I then spoke to my relative who said about going elsewhere. So I don't know if they had decided to push for this. When I spoke to my mum she had no idea that my relative had said about going to the remote beach. It just feels like I've been excluded.

I can't drive for medical reasons, I certainly wouldn't expect anyone to drive me around. I think if the discussion was more "we have arranged to go here tomorrow" rather than "Oooh shall we go to the coast?" I'd be a bit less bothered.

I know why they want to go to the remote beach, it's beautiful! I'm sure they'll have a lovely day.

Ah well, thanks everyone! I'm probably just being a bit oversensitive. I can appreciate that the plan probably just evolved over the course of the night.

OP posts:
TacoLover · 05/08/2018 10:28

Tbh if the other family members wanted to go to the other place I don't understand why they should have to pander to what you want, the world doesn't revolve around you and your children's needs. If you can't drive then that's your problem not theirs, sorry.

Jackfruitburger · 05/08/2018 10:31

I think they're out of order. I can't drive (I've got my test booked though) and my family are very good at thinking of me. I would be hurt if they chose somewhere I couldn't get to and didn't offer a lift.

expatinspain · 05/08/2018 10:49

TacoLover You really decided to post that ten minutes after the OPs last update. Do you just feel like being a wanker today or is that just your natural charming personality?

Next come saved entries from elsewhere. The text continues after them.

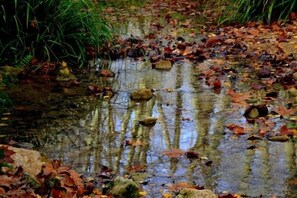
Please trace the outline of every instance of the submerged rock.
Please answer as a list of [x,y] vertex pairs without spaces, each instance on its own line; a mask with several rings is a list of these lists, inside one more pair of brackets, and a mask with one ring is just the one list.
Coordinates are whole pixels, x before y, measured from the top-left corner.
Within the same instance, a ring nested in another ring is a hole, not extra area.
[[155,64],[153,64],[153,68],[157,70],[171,70],[172,63],[170,61],[161,60]]
[[131,100],[136,101],[149,101],[153,97],[153,92],[151,89],[142,88],[131,93]]
[[286,142],[289,140],[289,137],[287,135],[277,135],[277,136],[270,136],[267,139],[269,141],[274,141],[274,142]]
[[197,190],[194,188],[184,188],[182,189],[176,198],[217,198],[218,196],[214,194],[211,190]]
[[126,179],[123,177],[117,177],[114,181],[114,187],[111,190],[111,194],[115,198],[138,198],[139,187],[132,179]]
[[139,124],[147,127],[153,127],[157,122],[157,118],[148,117],[144,118],[142,120],[139,120]]

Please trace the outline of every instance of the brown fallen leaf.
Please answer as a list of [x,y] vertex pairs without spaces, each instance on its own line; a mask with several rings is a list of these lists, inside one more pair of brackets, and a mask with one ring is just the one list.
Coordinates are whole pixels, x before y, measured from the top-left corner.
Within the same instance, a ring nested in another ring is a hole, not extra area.
[[168,156],[170,158],[178,158],[181,155],[183,155],[184,153],[185,153],[184,151],[182,151],[180,149],[176,149],[176,148],[172,148],[170,150],[162,152],[163,155],[166,155],[166,156]]
[[246,133],[244,127],[237,124],[228,124],[226,127],[236,135],[244,135]]
[[2,159],[0,159],[0,162],[6,162],[6,163],[14,162],[14,160],[11,158],[11,156],[13,154],[15,154],[15,152],[10,150],[8,146],[0,145],[0,151],[3,152],[3,157],[2,157]]

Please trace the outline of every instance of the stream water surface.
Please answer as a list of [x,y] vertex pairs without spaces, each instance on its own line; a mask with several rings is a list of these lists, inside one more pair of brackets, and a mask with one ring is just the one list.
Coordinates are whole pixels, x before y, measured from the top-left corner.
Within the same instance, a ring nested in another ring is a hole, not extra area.
[[[215,93],[206,86],[192,63],[157,71],[127,58],[109,68],[115,78],[94,77],[92,83],[112,87],[110,101],[86,95],[86,87],[19,85],[18,108],[2,120],[1,141],[16,140],[94,178],[103,166],[129,174],[143,183],[147,197],[162,197],[179,182],[243,197],[297,197],[296,141],[247,140],[228,131],[226,124],[246,122],[244,109],[234,111],[226,90]],[[154,97],[131,101],[130,93],[143,87],[153,89]],[[157,118],[156,125],[140,125],[146,117]],[[172,149],[199,158],[164,155]]]

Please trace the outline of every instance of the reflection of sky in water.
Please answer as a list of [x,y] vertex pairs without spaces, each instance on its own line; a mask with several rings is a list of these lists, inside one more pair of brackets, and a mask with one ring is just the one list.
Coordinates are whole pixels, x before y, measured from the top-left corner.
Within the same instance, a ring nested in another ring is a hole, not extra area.
[[[228,113],[233,107],[229,107],[225,90],[213,93],[193,77],[191,64],[175,64],[170,72],[162,72],[143,62],[119,60],[111,64],[111,69],[117,74],[115,82],[110,83],[116,91],[111,102],[90,101],[94,103],[92,109],[74,123],[66,122],[57,135],[53,135],[55,127],[48,125],[43,131],[50,136],[45,138],[42,152],[90,174],[98,173],[100,165],[114,168],[116,164],[123,173],[133,149],[130,165],[143,163],[139,156],[146,152],[150,183],[145,189],[150,193],[159,194],[168,183],[189,181],[217,192],[284,195],[288,188],[285,181],[296,169],[296,143],[247,141],[247,136],[237,137],[226,130],[226,124],[245,123],[244,110]],[[145,104],[130,101],[130,92],[141,87],[155,89],[155,97]],[[148,151],[145,145],[120,149],[131,140],[135,120],[145,116],[158,118],[150,129],[139,126],[139,133],[148,133],[141,139],[149,144]],[[256,148],[247,149],[250,146]],[[187,159],[185,155],[170,159],[162,154],[169,148],[192,150],[213,163],[206,166],[205,160]]]

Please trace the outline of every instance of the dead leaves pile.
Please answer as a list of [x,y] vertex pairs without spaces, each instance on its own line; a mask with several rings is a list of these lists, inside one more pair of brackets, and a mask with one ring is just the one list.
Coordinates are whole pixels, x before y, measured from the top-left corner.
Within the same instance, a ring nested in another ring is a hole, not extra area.
[[22,166],[14,167],[15,152],[1,146],[0,194],[7,197],[108,197],[94,184],[61,161],[46,162],[39,174],[29,175]]

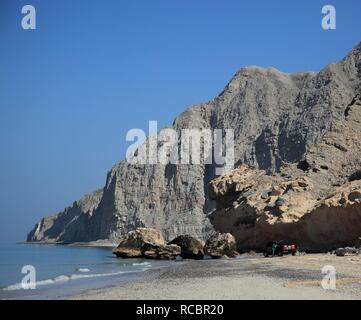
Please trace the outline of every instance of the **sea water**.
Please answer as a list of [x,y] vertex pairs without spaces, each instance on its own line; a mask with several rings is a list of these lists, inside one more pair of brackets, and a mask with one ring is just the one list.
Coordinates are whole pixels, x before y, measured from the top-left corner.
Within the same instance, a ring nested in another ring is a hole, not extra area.
[[[62,299],[140,279],[170,263],[117,258],[111,248],[0,244],[0,299]],[[35,270],[35,289],[23,288],[24,266]]]

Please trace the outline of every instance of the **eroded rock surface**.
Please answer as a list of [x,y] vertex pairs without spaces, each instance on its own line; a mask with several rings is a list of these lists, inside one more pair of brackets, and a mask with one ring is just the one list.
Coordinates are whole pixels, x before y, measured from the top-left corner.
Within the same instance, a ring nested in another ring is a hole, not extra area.
[[323,138],[298,164],[280,172],[242,165],[209,184],[216,230],[241,249],[289,239],[310,251],[353,246],[361,236],[361,95],[344,106]]
[[169,244],[178,245],[184,259],[203,259],[204,257],[204,242],[190,235],[180,235]]
[[148,245],[154,248],[165,246],[163,235],[155,229],[138,228],[123,236],[113,253],[121,258],[138,258],[144,255],[144,251],[150,251]]
[[238,255],[236,239],[230,233],[213,234],[206,241],[204,252],[212,258],[234,258]]
[[176,244],[155,245],[145,243],[142,246],[142,254],[147,259],[174,260],[181,255],[181,248]]

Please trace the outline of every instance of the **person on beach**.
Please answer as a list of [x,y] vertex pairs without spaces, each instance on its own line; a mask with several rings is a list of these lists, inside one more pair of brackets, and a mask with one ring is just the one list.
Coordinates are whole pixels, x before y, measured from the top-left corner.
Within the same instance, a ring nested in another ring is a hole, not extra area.
[[273,243],[273,244],[272,244],[272,257],[275,256],[276,248],[277,248],[277,244],[276,244],[276,243]]

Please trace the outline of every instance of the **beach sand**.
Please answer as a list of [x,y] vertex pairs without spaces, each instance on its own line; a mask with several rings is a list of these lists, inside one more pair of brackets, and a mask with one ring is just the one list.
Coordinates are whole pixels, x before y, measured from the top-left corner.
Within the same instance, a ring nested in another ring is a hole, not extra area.
[[[336,290],[321,281],[325,265],[336,269]],[[361,257],[309,254],[175,262],[139,281],[91,290],[70,299],[360,299]]]

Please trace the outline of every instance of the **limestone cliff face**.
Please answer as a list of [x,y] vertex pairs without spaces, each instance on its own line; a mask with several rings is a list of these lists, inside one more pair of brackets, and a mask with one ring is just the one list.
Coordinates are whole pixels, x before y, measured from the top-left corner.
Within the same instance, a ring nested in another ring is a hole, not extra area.
[[242,165],[210,182],[210,219],[239,248],[290,239],[310,251],[360,244],[361,94],[298,164],[275,175]]
[[[319,73],[242,68],[217,98],[189,108],[171,127],[233,129],[236,165],[277,173],[284,163],[305,160],[325,134],[343,130],[335,128],[345,123],[346,108],[360,88],[360,55],[361,44]],[[329,166],[329,170],[339,169]],[[74,203],[42,219],[28,241],[114,240],[137,227],[159,229],[167,240],[180,234],[204,238],[212,230],[206,214],[216,205],[207,192],[213,178],[214,165],[122,161],[108,173],[103,190],[84,200],[92,204],[90,211],[88,205]],[[338,181],[328,175],[325,179]]]

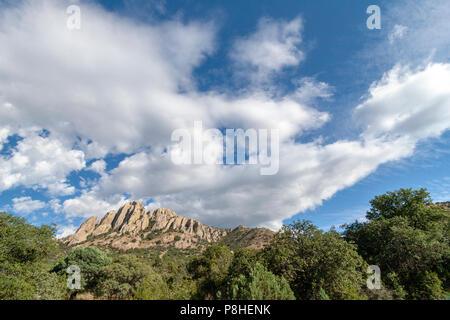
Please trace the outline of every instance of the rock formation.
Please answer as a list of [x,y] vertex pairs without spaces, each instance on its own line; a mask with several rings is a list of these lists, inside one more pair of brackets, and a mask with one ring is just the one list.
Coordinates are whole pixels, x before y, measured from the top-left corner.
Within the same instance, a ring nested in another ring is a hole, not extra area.
[[89,218],[62,241],[69,246],[98,245],[122,250],[155,246],[198,248],[220,241],[229,241],[233,246],[261,248],[273,236],[268,229],[207,226],[164,208],[146,211],[137,201],[125,204],[117,212],[109,211],[97,220],[97,217]]

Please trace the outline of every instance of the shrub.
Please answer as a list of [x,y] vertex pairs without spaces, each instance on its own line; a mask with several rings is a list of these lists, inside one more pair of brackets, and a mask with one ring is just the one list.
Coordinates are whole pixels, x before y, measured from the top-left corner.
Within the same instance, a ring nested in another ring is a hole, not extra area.
[[367,222],[346,226],[396,298],[439,299],[449,286],[450,213],[431,203],[425,189],[387,192],[371,201]]
[[58,254],[55,228],[0,213],[0,300],[63,299],[63,277],[49,273]]
[[135,292],[142,297],[148,289],[144,282],[155,283],[155,279],[158,275],[149,264],[134,255],[122,254],[102,270],[95,292],[109,299],[132,299]]
[[230,283],[231,299],[239,300],[294,300],[289,283],[277,277],[257,262],[249,276],[243,274]]
[[367,264],[355,245],[309,221],[284,226],[263,250],[266,266],[283,276],[297,299],[364,299]]
[[59,261],[52,272],[65,275],[69,266],[78,266],[81,271],[81,289],[77,292],[90,291],[97,286],[103,268],[111,262],[111,258],[97,247],[76,248]]
[[189,262],[188,271],[199,280],[199,298],[222,298],[232,258],[233,254],[227,246],[212,245]]

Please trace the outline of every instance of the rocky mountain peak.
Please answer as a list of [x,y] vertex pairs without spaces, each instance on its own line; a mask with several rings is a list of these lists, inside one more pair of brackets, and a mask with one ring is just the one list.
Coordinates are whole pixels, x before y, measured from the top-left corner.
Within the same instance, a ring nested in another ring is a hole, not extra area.
[[[260,234],[264,236],[258,237]],[[267,229],[211,227],[170,209],[147,211],[142,203],[131,201],[117,212],[107,212],[100,220],[89,218],[73,235],[62,240],[69,246],[106,245],[126,250],[152,246],[197,248],[203,243],[242,238],[248,247],[261,247],[272,235]],[[253,243],[252,239],[262,239],[264,243]]]

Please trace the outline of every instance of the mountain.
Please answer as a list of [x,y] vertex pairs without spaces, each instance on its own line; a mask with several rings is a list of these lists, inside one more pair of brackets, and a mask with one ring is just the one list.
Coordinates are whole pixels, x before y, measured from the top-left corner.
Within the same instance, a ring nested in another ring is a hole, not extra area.
[[431,205],[432,207],[440,207],[446,211],[450,211],[450,201],[447,202],[436,202]]
[[99,221],[98,217],[87,219],[74,234],[62,241],[73,247],[96,245],[119,250],[151,247],[198,249],[210,243],[225,243],[232,248],[262,248],[273,235],[273,231],[265,228],[211,227],[169,209],[146,211],[142,203],[133,201],[117,212],[109,211]]

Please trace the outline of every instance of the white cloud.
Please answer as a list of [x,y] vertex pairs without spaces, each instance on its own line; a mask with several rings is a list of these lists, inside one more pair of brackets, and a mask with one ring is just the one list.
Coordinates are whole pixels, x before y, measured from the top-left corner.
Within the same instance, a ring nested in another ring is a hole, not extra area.
[[299,48],[302,31],[300,18],[291,21],[262,18],[252,35],[236,41],[231,58],[243,68],[240,70],[243,74],[256,81],[267,80],[273,73],[296,66],[304,59]]
[[403,38],[407,30],[408,27],[402,26],[401,24],[396,24],[394,28],[392,28],[392,31],[388,34],[389,42],[392,44],[395,40]]
[[0,101],[15,106],[0,108],[0,127],[46,128],[96,157],[168,140],[205,116],[208,106],[179,91],[213,50],[212,24],[135,24],[87,3],[82,12],[79,31],[52,1],[0,12]]
[[58,230],[56,232],[56,237],[58,239],[70,236],[71,234],[74,234],[75,231],[77,231],[77,227],[73,224],[65,225],[65,226],[58,226]]
[[[198,91],[192,71],[215,50],[211,23],[135,24],[84,4],[82,29],[70,32],[63,9],[33,1],[0,13],[0,105],[13,106],[0,108],[0,127],[24,137],[11,158],[0,158],[0,191],[24,185],[67,194],[73,192],[67,175],[85,168],[85,159],[132,154],[89,191],[51,203],[68,218],[102,215],[129,197],[153,199],[204,223],[276,228],[380,164],[410,156],[417,141],[450,126],[449,65],[398,67],[374,83],[356,109],[360,138],[297,143],[331,119],[310,105],[331,96],[329,85],[305,78],[296,92],[277,98],[258,84],[245,93]],[[300,19],[262,20],[235,45],[238,68],[270,80],[298,65],[301,30]],[[258,166],[175,166],[163,150],[174,129],[195,120],[208,128],[279,129],[279,173],[261,176]],[[30,127],[51,134],[23,129]],[[90,169],[103,172],[104,159]]]
[[280,172],[260,176],[256,167],[176,166],[158,154],[137,154],[103,177],[98,197],[126,192],[152,195],[159,205],[205,223],[277,228],[373,172],[381,163],[411,155],[414,145],[339,141],[320,146],[286,143]]
[[355,110],[364,137],[437,137],[450,127],[450,64],[429,64],[416,72],[396,66],[372,84]]
[[96,173],[103,174],[106,170],[106,162],[105,160],[97,160],[93,162],[88,169]]
[[[415,73],[394,68],[372,85],[370,96],[355,110],[356,123],[364,125],[361,140],[328,145],[284,140],[278,175],[259,176],[255,167],[176,166],[167,154],[142,152],[104,176],[93,194],[102,198],[126,191],[132,198],[152,196],[158,205],[205,223],[276,228],[380,164],[411,156],[419,140],[450,128],[442,113],[449,109],[450,89],[434,85],[446,83],[449,67],[435,64]],[[420,125],[416,114],[422,114]]]
[[48,202],[48,204],[53,212],[60,213],[62,211],[62,205],[59,199],[52,199]]
[[296,81],[298,89],[294,96],[296,99],[305,104],[311,104],[314,100],[329,99],[333,96],[334,88],[325,82],[318,82],[314,78],[303,78]]
[[161,203],[159,203],[159,202],[151,202],[145,207],[145,209],[147,211],[156,210],[156,209],[159,209],[159,208],[163,208],[163,205]]
[[31,197],[14,198],[13,210],[16,213],[29,214],[46,207],[45,202],[33,200]]
[[44,138],[30,132],[10,157],[0,157],[0,192],[17,186],[40,186],[50,194],[70,195],[74,188],[66,183],[66,177],[84,165],[83,152],[52,136]]
[[106,212],[118,209],[125,204],[125,198],[122,196],[113,196],[106,199],[98,199],[91,192],[83,192],[77,198],[64,201],[60,210],[67,217],[92,217],[102,216]]
[[8,128],[0,128],[0,151],[3,149],[3,144],[7,141],[9,136]]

Mammyloveswine · 05/08/2018 10:53

Wow taco lover... you sound like a delight!

Thanks expatinspain.

OP posts:
IceCreamFace · 05/08/2018 10:54

YANBU, since it was a spontaneous plan and you were there while they were making it it seems unkind to choose somewhere that would exclude you when they could just have easily chosen a nice place near you. Could your parents not pick you up and take you?

IceCreamFace · 05/08/2018 10:55

wow Tacolover got out the wrong side of the bed today? Surely sometimes you go slightly out of your way to accommodate your family? Or do you just doe exactly what you want all the time regardless of anyone else's feelings?

TacoLover · 05/08/2018 13:29

I didn't see the update, although it wouldn't have changed my post. I'm also a mother of two and my husband works away a lot; due to a temporary injury I also can't drive. I don't see how it makes me a wanker to point out that changing the location of an outing that other family members want to go on to suit one person(or also the children if they care) doesn't make sense. It isn't a slight adjustment is it? It's changing the location of where you're going. You can't blame them for wanting to go to the nicer area, OP said herself that the location is beautiful. I'm in the same situation and I recognise that me not being able to drive isn't their problem and I'm not going to make them feel like they have to change what they want to do for me. To solve this i invite them to a place near me myself instead of waiting for others to come up with their own plans, this way you can avoid being left out.